Edmonton

Dinosaur fossils found in Edmonton tunnel

Dinosaur bones were unearthed by Edmonton drainage crews digging a sewer tunnel.
This dinosaur tooth, which can fit in a man's hand, was found last week during the excavation of a tunnel in west Edmonton. ((Province of Alberta))
Aaron Krywiak was scratching at dirt in a sewer tunnel nearly 30 metres below a suburban Edmonton neighbourhood on Thursday when his hands ran over something unusual.

"I noticed an interesting-shaped rock," Krywiak, a City of Edmonton employee, said in an interview Monday.

Krywiak passed the object to co-worker Ryley Paul, who was pretty sure it was a dinosaur tooth.

"I was pretty giddy because I loved dinosaurs as a kid." Paul said. "So just being able to hold the bone was pretty intense."

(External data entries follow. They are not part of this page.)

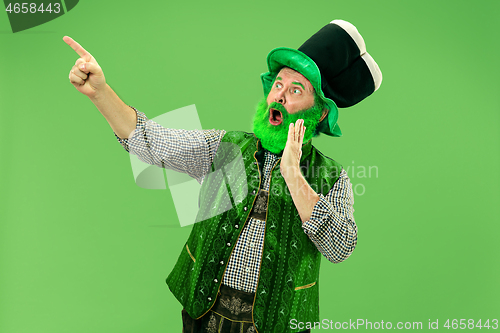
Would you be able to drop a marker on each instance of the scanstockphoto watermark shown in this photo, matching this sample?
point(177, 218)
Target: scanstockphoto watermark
point(327, 324)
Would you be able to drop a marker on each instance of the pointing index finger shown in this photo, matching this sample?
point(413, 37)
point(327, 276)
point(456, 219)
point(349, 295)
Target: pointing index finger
point(77, 47)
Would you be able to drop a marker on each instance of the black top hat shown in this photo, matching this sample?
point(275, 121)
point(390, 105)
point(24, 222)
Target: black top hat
point(336, 63)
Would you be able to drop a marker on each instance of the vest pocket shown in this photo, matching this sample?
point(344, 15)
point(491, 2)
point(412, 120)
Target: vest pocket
point(189, 252)
point(306, 286)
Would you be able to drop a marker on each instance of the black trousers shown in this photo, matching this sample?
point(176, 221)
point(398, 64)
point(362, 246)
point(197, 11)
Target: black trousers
point(231, 313)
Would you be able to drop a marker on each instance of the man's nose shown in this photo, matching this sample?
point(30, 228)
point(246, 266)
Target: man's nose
point(280, 98)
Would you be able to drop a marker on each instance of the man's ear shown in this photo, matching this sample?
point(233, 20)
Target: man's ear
point(323, 116)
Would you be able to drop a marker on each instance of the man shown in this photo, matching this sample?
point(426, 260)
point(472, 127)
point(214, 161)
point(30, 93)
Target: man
point(254, 267)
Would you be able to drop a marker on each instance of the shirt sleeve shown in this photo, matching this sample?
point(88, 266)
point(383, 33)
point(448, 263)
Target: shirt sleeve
point(187, 151)
point(332, 227)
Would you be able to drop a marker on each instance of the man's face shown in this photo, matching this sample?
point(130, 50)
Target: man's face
point(292, 90)
point(292, 97)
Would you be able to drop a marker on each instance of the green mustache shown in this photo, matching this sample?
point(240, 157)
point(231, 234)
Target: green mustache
point(273, 138)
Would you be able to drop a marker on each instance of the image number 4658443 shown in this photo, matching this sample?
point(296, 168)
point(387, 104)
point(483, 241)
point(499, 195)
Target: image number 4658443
point(26, 15)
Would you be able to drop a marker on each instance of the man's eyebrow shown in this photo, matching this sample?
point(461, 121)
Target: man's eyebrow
point(300, 84)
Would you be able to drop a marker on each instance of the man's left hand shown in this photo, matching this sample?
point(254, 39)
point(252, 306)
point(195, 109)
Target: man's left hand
point(290, 161)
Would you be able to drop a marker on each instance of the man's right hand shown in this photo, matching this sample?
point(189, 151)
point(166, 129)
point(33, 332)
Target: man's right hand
point(86, 75)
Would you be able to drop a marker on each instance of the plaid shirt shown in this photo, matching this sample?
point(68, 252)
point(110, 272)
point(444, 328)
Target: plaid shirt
point(331, 226)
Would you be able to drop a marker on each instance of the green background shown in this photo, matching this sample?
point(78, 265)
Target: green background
point(84, 249)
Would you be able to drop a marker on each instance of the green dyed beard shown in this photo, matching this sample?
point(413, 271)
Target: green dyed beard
point(273, 138)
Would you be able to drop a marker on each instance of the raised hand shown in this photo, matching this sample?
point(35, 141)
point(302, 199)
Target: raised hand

Aaron Krywiak was at work for the City of Edmonton when he found the dinosaur tooth Thursday. ((CBC))
After Krywiak and Paul showed their foreman their discovery, police were called to rule out the possibility they'd unearthed human remains.

In fact, the young men had found what turned into a motherlode of dinosaur bones — parts of a large limb bone from a dinosaur known as Edmontosaurus, and the tooth of a tyrannosaurid, which was likely from an Albertosaurus.

"I'm thrilled," Krywiak said. "I never thought I'd ever get a chance to do something like this, so it's something new for me. It's really, really exciting. I'm just enjoying every minute of it."

The Royal Tyrrell Museum, known for its expertise in paleontology, said the find in the Quesnell Heights neighbourhood was significant.

"The discovery is significant for its location," said Don Brinkman, the museum's director of preservation and research. "The animals are well-known but what this does is put those animals in a particular association in a particular place."

Ryley Paul said he felt giddy when he held a dinosaur bone in his hand. ((CBC))
After police looked at Krywiak and Paul's find, the city called Jack Brink, curator of archaeology at the Royal Alberta Museum, who then contacted Mike Burns, a PhD student in paleontology at the University of Alberta, to confirm the objects were fossils.

They unearthed more bones from the site.

Brinkman commended the city workers for leading researchers to this find.

"Kudos to the people doing the excavation that they recognized that this was something unusual," he said.

The bones will be dug up over the next couple of days and taken to the Royal Tyrell Museum in Drumheller, Alta., for examination.